Completing her Texas high school diploma and following her ice skating ambitions simultaneously made Ashley more independent and focused in both areas.
“Getting my degree through TTU K-12 allowed me to train at the level I needed to, and it also taught me discipline because I couldn't get behind on my lessons,” she said. “I had to finish my lessons on time. It made me really independent because, even though I had teachers online, I still had to figure a few things out on my own, too.
“It was good for me because, when I was in actual school, I would miss a lot of things and then have to make a lot of things up in the early morning. That was hard for me because then I was tired for training later in the day. With TTU K-12, I could train, get off the ice, do my schoolwork, get back on the ice to train more, then go home and finish my schoolwork. It made a really good balance.”
Skating for Team USA, Ashley traveled extensively while also finishing her schoolwork. During her time abroad, she was able to connect to her history lessons.
“The really cool thing about traveling so much while taking my classes was, when I was in my history class, I was going to Moscow and reading about Lenin's tomb on the way there,” Ashley said. “I was reading all about it, doing work for it and everything and, when I got to Moscow, I was able to see Lenin's tomb in person. I was actually getting to see everything that was in my history book, so that was cool.”
Ashley has always been a bit non-traditional, not only with her schooling, but also with her ice skating.
“I'm one of a few who competes in both singles and pair skating,” she said. “I medaled in singles and pairs at Nationals for Team USA in 2012, but then my partner and I split that same year and I just did singles for four-and-a-half years.”
In 2016, Ashley found a new partner in Timothy LeDuc. The pair clicked instantly and have since competed in recent tournaments. They placed third at the 2017 U.S. Figure Skating Championships, earning a bronze medal.
Though the pair didn't qualify for the one open pair skating spot for the 2018 Winter Olympics, they were named as alternates and will continue training for it.

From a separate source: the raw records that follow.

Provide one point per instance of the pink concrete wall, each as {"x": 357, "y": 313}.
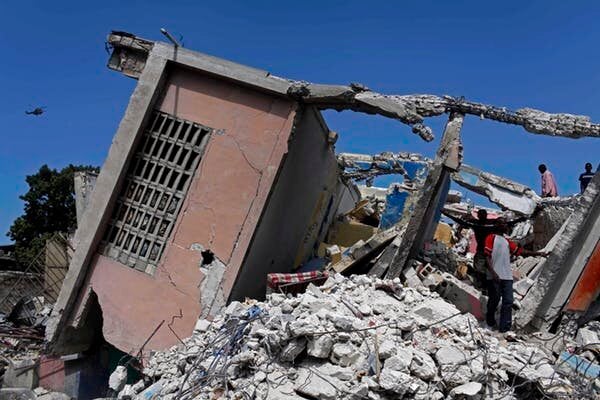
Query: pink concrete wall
{"x": 223, "y": 205}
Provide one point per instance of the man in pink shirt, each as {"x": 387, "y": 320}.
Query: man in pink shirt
{"x": 548, "y": 183}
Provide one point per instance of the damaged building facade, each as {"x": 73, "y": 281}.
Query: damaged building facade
{"x": 220, "y": 174}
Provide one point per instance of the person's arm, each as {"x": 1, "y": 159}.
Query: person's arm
{"x": 487, "y": 250}
{"x": 529, "y": 253}
{"x": 516, "y": 250}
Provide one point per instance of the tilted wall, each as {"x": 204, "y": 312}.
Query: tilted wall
{"x": 220, "y": 212}
{"x": 299, "y": 209}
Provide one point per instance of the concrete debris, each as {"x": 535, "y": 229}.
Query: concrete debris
{"x": 412, "y": 109}
{"x": 412, "y": 345}
{"x": 501, "y": 191}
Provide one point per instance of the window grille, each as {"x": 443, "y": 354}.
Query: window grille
{"x": 155, "y": 186}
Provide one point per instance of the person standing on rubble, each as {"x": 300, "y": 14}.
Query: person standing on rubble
{"x": 498, "y": 250}
{"x": 549, "y": 188}
{"x": 586, "y": 177}
{"x": 481, "y": 230}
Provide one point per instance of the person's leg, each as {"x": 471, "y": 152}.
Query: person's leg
{"x": 493, "y": 300}
{"x": 506, "y": 291}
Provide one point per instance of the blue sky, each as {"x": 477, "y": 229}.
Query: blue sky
{"x": 542, "y": 54}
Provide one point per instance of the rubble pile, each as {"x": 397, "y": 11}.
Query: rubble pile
{"x": 351, "y": 338}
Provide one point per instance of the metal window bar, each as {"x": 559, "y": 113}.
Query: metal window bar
{"x": 41, "y": 281}
{"x": 155, "y": 186}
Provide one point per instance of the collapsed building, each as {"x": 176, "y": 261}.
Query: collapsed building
{"x": 221, "y": 174}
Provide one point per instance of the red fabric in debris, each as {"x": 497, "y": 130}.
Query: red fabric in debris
{"x": 276, "y": 280}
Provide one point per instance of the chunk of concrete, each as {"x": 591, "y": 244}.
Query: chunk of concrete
{"x": 401, "y": 361}
{"x": 313, "y": 386}
{"x": 21, "y": 374}
{"x": 398, "y": 382}
{"x": 320, "y": 347}
{"x": 468, "y": 390}
{"x": 422, "y": 365}
{"x": 17, "y": 394}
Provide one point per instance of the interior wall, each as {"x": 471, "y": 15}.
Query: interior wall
{"x": 292, "y": 221}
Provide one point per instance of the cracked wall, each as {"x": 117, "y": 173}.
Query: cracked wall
{"x": 300, "y": 207}
{"x": 220, "y": 212}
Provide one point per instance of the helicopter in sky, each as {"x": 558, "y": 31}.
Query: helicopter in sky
{"x": 36, "y": 111}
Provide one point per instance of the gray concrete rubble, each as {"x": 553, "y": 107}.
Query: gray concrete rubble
{"x": 410, "y": 345}
{"x": 507, "y": 194}
{"x": 360, "y": 166}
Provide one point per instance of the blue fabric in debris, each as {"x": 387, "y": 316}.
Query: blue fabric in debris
{"x": 394, "y": 208}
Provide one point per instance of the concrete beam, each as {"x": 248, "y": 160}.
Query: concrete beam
{"x": 507, "y": 194}
{"x": 432, "y": 196}
{"x": 130, "y": 51}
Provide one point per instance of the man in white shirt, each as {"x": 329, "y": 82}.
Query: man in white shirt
{"x": 499, "y": 250}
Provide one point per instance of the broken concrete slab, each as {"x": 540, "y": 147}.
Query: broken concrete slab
{"x": 507, "y": 194}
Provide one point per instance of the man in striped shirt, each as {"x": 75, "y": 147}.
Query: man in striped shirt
{"x": 586, "y": 177}
{"x": 549, "y": 188}
{"x": 498, "y": 251}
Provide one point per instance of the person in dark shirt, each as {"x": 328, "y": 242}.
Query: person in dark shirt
{"x": 586, "y": 177}
{"x": 482, "y": 227}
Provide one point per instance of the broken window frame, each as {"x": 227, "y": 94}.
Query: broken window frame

Ashley and Timothy also represented the United States at the Four Continents competition Jan. 22-27 in Taiwan. The competition had skaters from the Americas, Asia, Africa and Oceania, which includes Australia and New Zealand. The pair placed second, earning a silver medal.
As for other kids who want to become star athletes but also want a solid education, Ashley had some words of advice.
“I think it's really important to always keep your sport and school even,” she said. “For me, I had to find that balance of doing my schoolwork and also giving 100 percent to my sport at the same time. I think that's what's most important.”